If as is widely or even openly acknowledged, we are awful at measuring or even identifying environmental risks, that still doesn't slow down the momentum to claim everything is genetic.  Even a serious-minded epidemiologist would be hard pressed, 30 years from now, to include the Flash-Flash effect in risk-factor assessment.  Considering the other subtleties of disease risk, especially in later years, one has evidence that even the month you were born affects risk.

So, that's a problem for epidemiology.  But have we allowed the media industry, not exactly a selfless altruistic part of society, to dizzy us relentlessly, causing much more disease and disorder than we spend so much time trying to prevent as it is?

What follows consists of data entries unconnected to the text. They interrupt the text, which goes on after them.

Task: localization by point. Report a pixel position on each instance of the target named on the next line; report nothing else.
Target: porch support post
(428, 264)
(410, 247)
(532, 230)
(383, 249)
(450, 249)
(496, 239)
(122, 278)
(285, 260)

Who knows about that.  But what we do  know is that we'd much rather spend our flight gazing out the window at the serenely passing parade of the clouds, the skies, and the landscape below.

1 comment:

  1. If you want high contrast to stimulate an infant or child between the ages of, say, 2 and 70, try any of David A. Carter's pop-up works. I'm fond of 600 Black Dots; One Red Dot is also appealing. Since Linda involved herself in a practical class at the Museum of Printing History on making pop-up books, I've seen just about every product of paper engineering out there today.